Here is a code example:
File Bindings.java
import org.springframework.cloud.stream.annotation.Input;
import org.springframework.cloud.stream.annotation.Output;
import org.springframework.messaging.MessageChannel;
import org.springframework.messaging.SubscribableChannel;
public interface Bindings {
@Input("test-input")
SubscribableChannel testListener();
@Output("test-output")
MessageChannel testProducer();
}
File application.yml (don't forget to set the environment variable KAFKA_HOST
):
spring:
cloud:
stream:
kafka:
binder:
auto-create-topics: true
brokers: ${KAFKA_HOST}
transaction:
producer:
error-channel-enabled: true
producer-properties:
acks: all
retry.backoff.ms: 200
linger.ms: 100
max.in.flight.requests.per.connection: 1
enable.idempotence: true
retries: 3
compression.type: snappy
request.timeout.ms: 5000
key.serializer: org.apache.kafka.common.serialization.StringSerializer
consumer-properties:
session.timeout.ms: 20000
max.poll.interval.ms: 350000
enable.auto.commit: true
allow.auto.create.topics: true
auto.commit.interval.ms: 12000
max.poll.records: 5
isolation.level: read_committed
configuration:
auto.offset.reset: latest
bindings:
test-input:
# contentType: text/plain
destination: test.produce
group: group-input
consumer:
maxAttempts: 3
startOffset: latest
autoCommitOnError: true
queueBufferingMaxMessages: 100000
autoCommitOffset: true
test-output:
# contentType: text/plain
destination: test.produce.another
group: group-output
producer:
acks: all
debug: true
The listener handler:
@SpringBootApplication
@EnableBinding(Bindings.class)
public class PocApplication {
private static final Logger log = LoggerFactory.getLogger(PocApplication.class);
public static void main(String[] args) {
SpringApplication.run(PocApplication.class, args);
}
@Autowired
private BinderAwareChannelResolver binderAwareChannelResolver;
@StreamListener(Topics.TESTLISTENINPUT)
public void listen(Message<?> in, String headerKey) {
final MessageBuilder builder;
MessageChannel messageChannel;
messageChannel = this.binderAwareChannelResolver.resolveDestination("test-output");
Object payload = in.getPayload();
builder = MessageBuilder.withPayload(payload);
try {
log.info("Event received: {}", in);
if (!messageChannel.send(builder.build())) {
log.error("Something happend trying send the message! {}", in.getPayload());
}
log.info("Commit success");
} catch (UnknownProducerIdException e) {
log.error("UnkownProducerIdException catched ", e);
} catch (KafkaException e) {
log.error("KafkaException catched ", e);
}catch (Exception e) {
System.out.println("Commit failed " + e.getMessage());
}
}
}
Regards
} catch (UnknownProducerIdException e) {
log.error("UnkownProducerIdException catched ", e);
To catch exceptions there, you need to set the sync
kafka producer property (https://cloud.spring.io/spring-cloud-static/spring-cloud-stream-binder-kafka/3.0.3.RELEASE/reference/html/spring-cloud-stream-binder-kafka.html#kafka-producer-properties).
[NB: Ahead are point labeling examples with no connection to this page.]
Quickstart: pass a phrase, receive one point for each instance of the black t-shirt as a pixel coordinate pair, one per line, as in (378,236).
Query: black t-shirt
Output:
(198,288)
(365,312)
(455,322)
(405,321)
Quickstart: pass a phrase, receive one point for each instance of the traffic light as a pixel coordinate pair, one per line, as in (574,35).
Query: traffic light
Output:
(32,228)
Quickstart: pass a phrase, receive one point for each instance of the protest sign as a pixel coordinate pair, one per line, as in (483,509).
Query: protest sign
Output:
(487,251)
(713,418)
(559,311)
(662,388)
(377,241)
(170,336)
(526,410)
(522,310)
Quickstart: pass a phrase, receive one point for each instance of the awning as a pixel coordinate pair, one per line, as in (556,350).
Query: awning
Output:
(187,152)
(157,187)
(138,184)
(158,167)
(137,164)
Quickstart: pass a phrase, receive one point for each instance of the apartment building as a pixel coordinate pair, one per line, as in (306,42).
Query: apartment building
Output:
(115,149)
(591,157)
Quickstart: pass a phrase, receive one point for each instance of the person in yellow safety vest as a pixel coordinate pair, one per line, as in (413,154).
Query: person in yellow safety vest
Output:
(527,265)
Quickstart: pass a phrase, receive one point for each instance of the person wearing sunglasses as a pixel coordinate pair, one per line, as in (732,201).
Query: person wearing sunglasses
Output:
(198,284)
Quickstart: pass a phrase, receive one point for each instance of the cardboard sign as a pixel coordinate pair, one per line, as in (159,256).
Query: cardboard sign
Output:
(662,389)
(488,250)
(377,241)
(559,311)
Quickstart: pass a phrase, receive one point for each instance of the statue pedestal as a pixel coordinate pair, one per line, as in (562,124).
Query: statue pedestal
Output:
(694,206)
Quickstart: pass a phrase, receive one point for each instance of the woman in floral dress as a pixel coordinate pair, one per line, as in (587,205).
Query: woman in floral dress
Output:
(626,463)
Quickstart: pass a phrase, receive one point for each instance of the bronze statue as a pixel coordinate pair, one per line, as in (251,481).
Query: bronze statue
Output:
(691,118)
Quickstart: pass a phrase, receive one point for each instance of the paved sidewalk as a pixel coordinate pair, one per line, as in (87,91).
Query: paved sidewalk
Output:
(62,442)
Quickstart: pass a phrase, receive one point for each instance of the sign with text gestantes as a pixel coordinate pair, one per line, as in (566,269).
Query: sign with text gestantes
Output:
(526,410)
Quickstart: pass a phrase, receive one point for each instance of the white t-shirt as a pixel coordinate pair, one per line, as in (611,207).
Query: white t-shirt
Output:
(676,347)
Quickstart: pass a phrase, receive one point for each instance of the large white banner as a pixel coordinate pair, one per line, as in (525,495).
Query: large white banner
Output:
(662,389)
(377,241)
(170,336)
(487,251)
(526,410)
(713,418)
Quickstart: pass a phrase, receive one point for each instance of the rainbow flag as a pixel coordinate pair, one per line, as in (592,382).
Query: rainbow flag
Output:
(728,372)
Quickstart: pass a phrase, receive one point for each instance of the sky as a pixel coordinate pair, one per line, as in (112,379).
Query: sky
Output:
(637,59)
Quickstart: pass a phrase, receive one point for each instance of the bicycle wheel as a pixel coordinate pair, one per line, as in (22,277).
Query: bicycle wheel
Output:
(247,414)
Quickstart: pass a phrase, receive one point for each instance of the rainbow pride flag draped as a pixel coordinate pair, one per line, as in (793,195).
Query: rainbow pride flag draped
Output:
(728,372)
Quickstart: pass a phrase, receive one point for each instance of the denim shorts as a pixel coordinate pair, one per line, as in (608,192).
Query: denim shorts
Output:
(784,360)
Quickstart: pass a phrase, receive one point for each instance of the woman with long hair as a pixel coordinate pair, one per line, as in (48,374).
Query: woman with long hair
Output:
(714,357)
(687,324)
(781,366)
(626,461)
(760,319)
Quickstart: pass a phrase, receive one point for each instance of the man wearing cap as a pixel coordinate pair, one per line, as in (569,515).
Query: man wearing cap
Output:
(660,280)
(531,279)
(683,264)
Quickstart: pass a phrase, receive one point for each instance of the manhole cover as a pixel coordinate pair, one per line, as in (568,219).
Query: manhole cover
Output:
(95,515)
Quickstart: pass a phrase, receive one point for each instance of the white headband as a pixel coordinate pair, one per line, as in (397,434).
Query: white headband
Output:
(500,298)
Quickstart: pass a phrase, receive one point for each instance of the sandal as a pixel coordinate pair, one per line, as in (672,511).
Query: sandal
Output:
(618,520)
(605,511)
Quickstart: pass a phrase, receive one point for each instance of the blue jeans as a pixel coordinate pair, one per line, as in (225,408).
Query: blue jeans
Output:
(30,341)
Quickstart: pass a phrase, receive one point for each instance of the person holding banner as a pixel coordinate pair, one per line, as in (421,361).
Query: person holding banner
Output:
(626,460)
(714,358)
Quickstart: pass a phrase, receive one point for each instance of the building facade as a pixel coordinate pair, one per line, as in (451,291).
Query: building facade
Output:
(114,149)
Otherwise, the error comes back asynchronously
You should not "eat" the exception there; it must be thrown back to the container so the container will roll back the transaction.
Also,
}catch (Exception e) {
System.out.println("Commit failed " + e.getMessage());
}
The commit is performed by the container after the stream listener returns to the container so you will never see a commit error here; again, you must let the exception propagate back to the container.
The container will retry the delivery according to the consumer binding's retry configuration.